Last week, I've noticed a crash due to a failed assertion that was
consistently being triggered by an application every 10 seconds. Here's the
log:

---
TRAP: failed Assert("!XLogRecPtrIsInvalid(so->currPos.lsn)"), File:
"./build/../src/backend/access/nbtree/nbtutils.c", Line: 1782, PID: 394782
postgres: mastodon mastodon_production [local]
SELECT(ExceptionalCondition+0x75) [0x55f9c3027ea5]
postgres: mastodon mastodon_production [local] SELECT(_bt_killitems+0x550)
[0x55f9c2b9d710]
postgres: mastodon mastodon_production [local] SELECT(+0x1eee95)
[0x55f9c2b94e95]
postgres: mastodon mastodon_production [local] SELECT(_bt_next+0x92)
[0x55f9c2b96472]
postgres: mastodon mastodon_production [local] SELECT(btgettuple+0x7c)
[0x55f9c2b92ddc]
postgres: mastodon mastodon_production [local]
SELECT(index_getnext_tid+0x56) [0x55f9c2b83b06]
postgres: mastodon mastodon_production [local]
SELECT(index_getnext_slot+0x7b) [0x55f9c2b83d4b]

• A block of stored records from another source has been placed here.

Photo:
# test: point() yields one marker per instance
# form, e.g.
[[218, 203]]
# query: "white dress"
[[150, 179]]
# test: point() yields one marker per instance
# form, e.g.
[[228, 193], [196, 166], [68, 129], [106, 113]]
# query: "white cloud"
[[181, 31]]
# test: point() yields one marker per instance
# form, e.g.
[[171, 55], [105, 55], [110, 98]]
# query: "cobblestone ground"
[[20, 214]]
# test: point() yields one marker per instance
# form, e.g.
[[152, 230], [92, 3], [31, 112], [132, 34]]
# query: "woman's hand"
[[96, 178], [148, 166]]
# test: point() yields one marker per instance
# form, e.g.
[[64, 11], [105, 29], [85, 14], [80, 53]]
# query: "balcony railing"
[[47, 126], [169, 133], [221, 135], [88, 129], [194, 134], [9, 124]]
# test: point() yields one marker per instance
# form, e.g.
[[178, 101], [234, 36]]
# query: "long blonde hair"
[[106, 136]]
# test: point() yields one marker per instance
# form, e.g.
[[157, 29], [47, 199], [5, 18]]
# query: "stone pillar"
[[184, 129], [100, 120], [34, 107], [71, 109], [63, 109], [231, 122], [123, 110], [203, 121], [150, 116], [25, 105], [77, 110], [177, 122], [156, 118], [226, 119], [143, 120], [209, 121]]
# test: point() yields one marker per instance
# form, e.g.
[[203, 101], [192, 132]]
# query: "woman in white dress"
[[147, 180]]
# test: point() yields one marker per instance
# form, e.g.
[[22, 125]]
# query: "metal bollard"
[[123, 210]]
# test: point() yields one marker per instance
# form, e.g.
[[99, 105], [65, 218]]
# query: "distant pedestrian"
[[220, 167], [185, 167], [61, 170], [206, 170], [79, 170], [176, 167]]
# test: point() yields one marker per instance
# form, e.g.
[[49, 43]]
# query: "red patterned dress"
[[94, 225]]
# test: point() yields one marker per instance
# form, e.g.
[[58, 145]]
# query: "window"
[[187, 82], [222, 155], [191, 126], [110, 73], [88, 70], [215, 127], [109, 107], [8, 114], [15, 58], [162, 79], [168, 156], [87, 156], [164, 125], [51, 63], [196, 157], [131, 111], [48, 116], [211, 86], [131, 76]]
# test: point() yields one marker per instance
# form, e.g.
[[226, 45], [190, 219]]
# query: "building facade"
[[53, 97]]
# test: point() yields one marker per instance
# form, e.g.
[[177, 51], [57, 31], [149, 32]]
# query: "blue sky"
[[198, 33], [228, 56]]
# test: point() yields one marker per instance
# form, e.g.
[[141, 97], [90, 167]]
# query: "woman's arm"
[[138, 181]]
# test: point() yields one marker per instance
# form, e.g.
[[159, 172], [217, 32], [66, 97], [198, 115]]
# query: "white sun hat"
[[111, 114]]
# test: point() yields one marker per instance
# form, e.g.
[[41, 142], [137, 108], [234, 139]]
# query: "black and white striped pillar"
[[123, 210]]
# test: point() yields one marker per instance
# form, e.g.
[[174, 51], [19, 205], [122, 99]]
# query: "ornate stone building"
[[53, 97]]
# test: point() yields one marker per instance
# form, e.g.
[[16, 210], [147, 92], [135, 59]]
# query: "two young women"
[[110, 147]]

postgres: mastodon mastodon_production [local] SELECT(+0x37bfbd)
[0x55f9c2d21fbd]
postgres: mastodon mastodon_production [local] SELECT(ExecScan+0xf8)
[0x55f9c2d03bc8]
postgres: mastodon mastodon_production [local] SELECT(+0x38bbd6)
[0x55f9c2d31bd6]
postgres: mastodon mastodon_production [local] SELECT(+0x37e3e9)
[0x55f9c2d243e9]
postgres: mastodon mastodon_production [local]
SELECT(standard_ExecutorRun+0x19b) [0x55f9c2cf913b]

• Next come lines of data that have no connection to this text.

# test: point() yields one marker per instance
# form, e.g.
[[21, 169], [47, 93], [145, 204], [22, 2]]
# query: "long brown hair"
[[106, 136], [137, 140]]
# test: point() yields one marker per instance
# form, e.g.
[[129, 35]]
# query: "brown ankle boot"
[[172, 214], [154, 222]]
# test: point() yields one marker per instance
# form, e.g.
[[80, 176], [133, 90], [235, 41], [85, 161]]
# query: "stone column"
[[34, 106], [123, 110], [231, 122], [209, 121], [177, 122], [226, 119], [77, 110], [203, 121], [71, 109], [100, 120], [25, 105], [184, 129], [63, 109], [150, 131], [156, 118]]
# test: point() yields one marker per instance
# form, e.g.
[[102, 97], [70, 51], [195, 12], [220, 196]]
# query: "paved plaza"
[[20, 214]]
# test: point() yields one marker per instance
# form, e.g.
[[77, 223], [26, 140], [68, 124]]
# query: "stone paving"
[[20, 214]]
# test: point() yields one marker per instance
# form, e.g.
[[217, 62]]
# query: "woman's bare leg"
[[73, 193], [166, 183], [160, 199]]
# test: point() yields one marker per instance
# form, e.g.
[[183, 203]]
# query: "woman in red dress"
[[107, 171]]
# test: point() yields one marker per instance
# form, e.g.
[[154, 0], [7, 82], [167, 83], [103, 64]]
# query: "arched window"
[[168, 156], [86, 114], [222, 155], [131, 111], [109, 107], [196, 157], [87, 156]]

postgres: mastodon mastodon_production [local] SELECT(+0x531141)
[0x55f9c2ed7141]
postgres: mastodon mastodon_production [local] SELECT(PortalRun+0x2b0)
[0x55f9c2ed8a10]
postgres: mastodon mastodon_production [local] SELECT(PostgresMain+0x19d9)
[0x55f9c2ed6449]
postgres: mastodon mastodon_production [local] SELECT(+0x49036b)
[0x55f9c2e3636b]
postgres: mastodon mastodon_production [local] SELECT(PostmasterMain+0xeee)
[0x55f9c2e3750e]
postgres: mastodon mastodon_production [local] SELECT(main+0x21c)
[0x55f9c2b1106c]
/lib/x86_64-linux-gnu/libc.so.6(+0x29ca8) [0x7effa4c2dca8]
/lib/x86_64-linux-gnu/libc.so.6(__libc_start_main+0x85) [0x7effa4c2dd65]

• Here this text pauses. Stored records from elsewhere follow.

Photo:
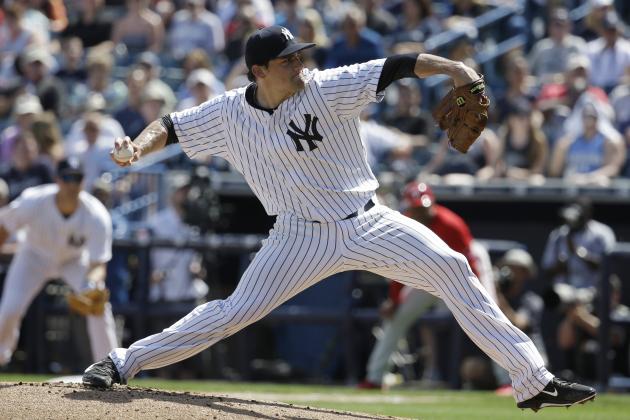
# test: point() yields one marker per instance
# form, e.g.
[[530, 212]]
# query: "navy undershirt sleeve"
[[397, 67]]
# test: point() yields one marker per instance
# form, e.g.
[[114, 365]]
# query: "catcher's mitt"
[[88, 302], [463, 113]]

postgres: mastodon mastodon_production [local] SELECT(_start+0x21)
[0x55f9c2b11631]
2025-10-02 22:39:14 CEST 68db1e13.5c0 | LOG:  server process (PID 394782)
was terminated by signal 6: Aborted
2025-10-02 22:39:14 CEST 68db1e13.5c0 | DETAIL:  Failed process was running:
SELECT "mentions"."id" FROM "mentions" WHERE "mentions"."account_id" = $1
AND 1=1 ORDER BY "mentions"."id" ASC LIMIT $2
2025-10-02 22:39:14 CEST 68db1e13.5c0 | LOG:  terminating any other active
server processes
---

Since I noticed that the stack trace mentioned btrees, I reindexed all
indexes in this database and that appeared to resolve the symptom.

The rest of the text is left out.